La reacción de la dirigente vino luego de que Piñera anunciara que inyectaría más recursos al sistema hasta el año 2014, medida que a los jóvenes les parece insuficiente.

La participación política de los jóvenes chilenos no es nueva. Fueron protagonistas en los años 30 del siglo XX, cuando junto a otros sectores sociales lograron el derrocamiento del presidente Carlos Ibáñez del Campo.

En los 60 lograron mayor participación en el gobierno de las universidades, y en los 70 y 80 fueron callados por Pinochet, aunque siguieron trabajando desde la clandestinidad.

Durante los 20 años de la Concertación, los jóvenes estuvieron bastante tranquilos, en parte –según explican los expertos– debido a la capacidad de diálogo de los gobiernos centroizquierdistas.

Pero ya durante la presidencia de Michelle Bachelet apareció la llamada “Revolución de los Pingüinos”: muchachos de secundaria que desde abril hasta junio de 2006 protestaron y lograron la derogación de la Ley Orgánica Constitucional de Educación.

Los jóvenes arguyeron que la ley carecía de legitimidad por haber sido aprobada durante la dictadura, pero además reclamaban una mejor calidad de la educación, la gratuidad de la prueba de selección universitaria y del transporte público, así como la desmunicipalización de las escuelas.
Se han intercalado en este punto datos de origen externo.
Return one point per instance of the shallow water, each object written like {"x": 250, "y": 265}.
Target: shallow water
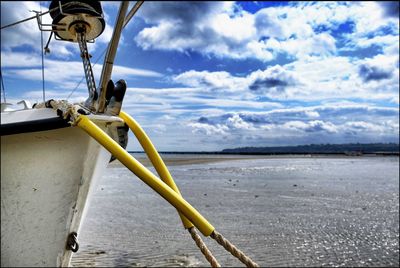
{"x": 280, "y": 211}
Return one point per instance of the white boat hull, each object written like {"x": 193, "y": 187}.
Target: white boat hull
{"x": 46, "y": 178}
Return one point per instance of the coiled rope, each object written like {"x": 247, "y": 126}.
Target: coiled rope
{"x": 203, "y": 248}
{"x": 232, "y": 249}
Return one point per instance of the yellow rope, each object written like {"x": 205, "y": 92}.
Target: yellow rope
{"x": 154, "y": 157}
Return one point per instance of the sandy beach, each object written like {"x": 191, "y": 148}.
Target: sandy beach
{"x": 281, "y": 211}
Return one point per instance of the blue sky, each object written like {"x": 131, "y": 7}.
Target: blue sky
{"x": 205, "y": 76}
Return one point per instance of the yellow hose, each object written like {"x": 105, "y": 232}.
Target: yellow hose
{"x": 145, "y": 175}
{"x": 154, "y": 157}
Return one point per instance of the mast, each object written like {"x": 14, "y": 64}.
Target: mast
{"x": 110, "y": 56}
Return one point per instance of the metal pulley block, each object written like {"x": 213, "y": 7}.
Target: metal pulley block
{"x": 77, "y": 16}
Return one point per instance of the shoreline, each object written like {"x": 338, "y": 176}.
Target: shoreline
{"x": 181, "y": 159}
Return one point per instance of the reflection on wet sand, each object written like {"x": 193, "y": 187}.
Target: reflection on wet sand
{"x": 281, "y": 211}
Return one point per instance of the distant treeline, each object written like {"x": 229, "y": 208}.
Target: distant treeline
{"x": 349, "y": 148}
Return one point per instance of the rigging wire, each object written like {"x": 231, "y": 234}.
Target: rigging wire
{"x": 42, "y": 49}
{"x": 2, "y": 86}
{"x": 97, "y": 60}
{"x": 33, "y": 17}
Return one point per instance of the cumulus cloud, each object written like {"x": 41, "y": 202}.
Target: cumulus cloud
{"x": 390, "y": 8}
{"x": 369, "y": 73}
{"x": 274, "y": 77}
{"x": 298, "y": 125}
{"x": 314, "y": 78}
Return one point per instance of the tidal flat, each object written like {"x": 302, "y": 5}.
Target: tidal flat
{"x": 281, "y": 211}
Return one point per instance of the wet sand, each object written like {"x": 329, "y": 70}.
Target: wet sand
{"x": 281, "y": 211}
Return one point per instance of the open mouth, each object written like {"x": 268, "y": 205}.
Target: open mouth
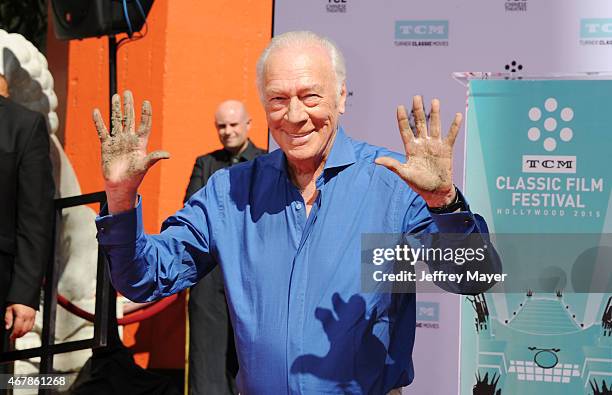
{"x": 298, "y": 139}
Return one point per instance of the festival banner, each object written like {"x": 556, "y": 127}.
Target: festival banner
{"x": 538, "y": 162}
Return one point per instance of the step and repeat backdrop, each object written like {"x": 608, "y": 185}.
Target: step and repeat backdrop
{"x": 396, "y": 49}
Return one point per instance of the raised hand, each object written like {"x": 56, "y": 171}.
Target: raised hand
{"x": 428, "y": 169}
{"x": 124, "y": 152}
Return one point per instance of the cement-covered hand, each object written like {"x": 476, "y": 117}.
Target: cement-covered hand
{"x": 124, "y": 151}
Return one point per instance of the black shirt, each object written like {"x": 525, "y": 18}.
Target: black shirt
{"x": 206, "y": 165}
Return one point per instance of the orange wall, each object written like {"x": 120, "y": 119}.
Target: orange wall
{"x": 195, "y": 54}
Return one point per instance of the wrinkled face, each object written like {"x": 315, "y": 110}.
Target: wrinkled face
{"x": 232, "y": 125}
{"x": 301, "y": 102}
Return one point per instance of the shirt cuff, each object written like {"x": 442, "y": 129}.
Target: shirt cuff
{"x": 120, "y": 229}
{"x": 457, "y": 222}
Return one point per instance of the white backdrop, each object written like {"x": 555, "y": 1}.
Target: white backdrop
{"x": 399, "y": 48}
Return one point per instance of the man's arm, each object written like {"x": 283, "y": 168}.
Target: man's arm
{"x": 34, "y": 217}
{"x": 428, "y": 171}
{"x": 34, "y": 232}
{"x": 147, "y": 267}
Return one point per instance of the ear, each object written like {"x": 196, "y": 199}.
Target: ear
{"x": 342, "y": 99}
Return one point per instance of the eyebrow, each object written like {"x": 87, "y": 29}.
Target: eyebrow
{"x": 313, "y": 87}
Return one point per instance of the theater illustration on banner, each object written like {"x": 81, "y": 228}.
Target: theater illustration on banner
{"x": 538, "y": 168}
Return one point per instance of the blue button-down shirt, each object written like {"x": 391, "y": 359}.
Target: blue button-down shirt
{"x": 302, "y": 324}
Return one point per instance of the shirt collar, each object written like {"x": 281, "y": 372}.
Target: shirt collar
{"x": 341, "y": 154}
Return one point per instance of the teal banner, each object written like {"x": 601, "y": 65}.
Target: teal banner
{"x": 538, "y": 161}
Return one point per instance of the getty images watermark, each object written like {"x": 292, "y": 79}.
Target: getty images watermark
{"x": 477, "y": 263}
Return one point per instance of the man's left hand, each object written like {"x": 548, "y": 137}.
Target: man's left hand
{"x": 21, "y": 318}
{"x": 428, "y": 169}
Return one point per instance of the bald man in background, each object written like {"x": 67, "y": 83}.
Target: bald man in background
{"x": 213, "y": 363}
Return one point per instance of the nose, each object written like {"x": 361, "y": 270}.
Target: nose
{"x": 295, "y": 112}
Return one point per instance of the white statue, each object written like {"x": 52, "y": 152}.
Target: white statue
{"x": 31, "y": 85}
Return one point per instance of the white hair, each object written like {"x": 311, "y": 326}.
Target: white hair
{"x": 301, "y": 39}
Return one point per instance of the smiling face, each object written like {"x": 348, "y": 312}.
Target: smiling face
{"x": 302, "y": 103}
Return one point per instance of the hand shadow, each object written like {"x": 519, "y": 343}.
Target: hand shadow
{"x": 354, "y": 348}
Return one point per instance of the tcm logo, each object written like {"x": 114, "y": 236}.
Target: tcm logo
{"x": 421, "y": 30}
{"x": 596, "y": 28}
{"x": 336, "y": 6}
{"x": 428, "y": 311}
{"x": 549, "y": 164}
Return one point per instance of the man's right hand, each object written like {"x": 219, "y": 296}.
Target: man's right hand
{"x": 124, "y": 152}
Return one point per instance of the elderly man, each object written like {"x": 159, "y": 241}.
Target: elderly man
{"x": 213, "y": 363}
{"x": 286, "y": 229}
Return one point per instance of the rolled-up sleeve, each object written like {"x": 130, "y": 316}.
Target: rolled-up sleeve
{"x": 452, "y": 230}
{"x": 148, "y": 267}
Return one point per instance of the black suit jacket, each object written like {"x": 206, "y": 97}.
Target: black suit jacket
{"x": 207, "y": 164}
{"x": 26, "y": 204}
Los jóvenes que protestan ahora en 2011 insisten en estos dos últimos puntos y, hasta ahora, han logrado el apoyo de la sociedad chilena que ve justas sus reclamaciones y respalda las nuevas formas de protesta: correr alrededor del Palacio de La Moneda, clases en las calles, y hasta una gran fiesta de superhéroes cuando Piñera anunció la remoción de Joaquín Lavín de la cartera de Educación.

La combinación ´perfecta´

Camila Antonia Amaranta Vallejo tiene 22 años, es estudiante de geografía, milita en las Juventudes Comunistas de Chile y es la actual presidenta de la Federación de Estudiantes de la Universidad de Chile.

Desconocida hasta hace un par de semanas, Vallejo tiene ahora captada la atención de la sociedad chilena no solo por su capacidad intelectual y su defensa de los ideales estudiantiles, sino por el carisma, su don de palabra y hasta su “irresistible poder seductor”.

Algún fanático le escribió una canción y en una de las frases le dice: “Camila Vallejo, tu cuerpo candente, yo me rindo si fuera presidente”.

Aunque innegable su belleza, podría decirse que Vallejo es cauta. Durante sus intervenciones públicas, se cuida de la superficialidad y se concentra en los argumentos. Cuando removieron al ministro Joaquín Lavín, por ejemplo, dejó claro que aquello no era una victoria, porque las peticiones están pendientes.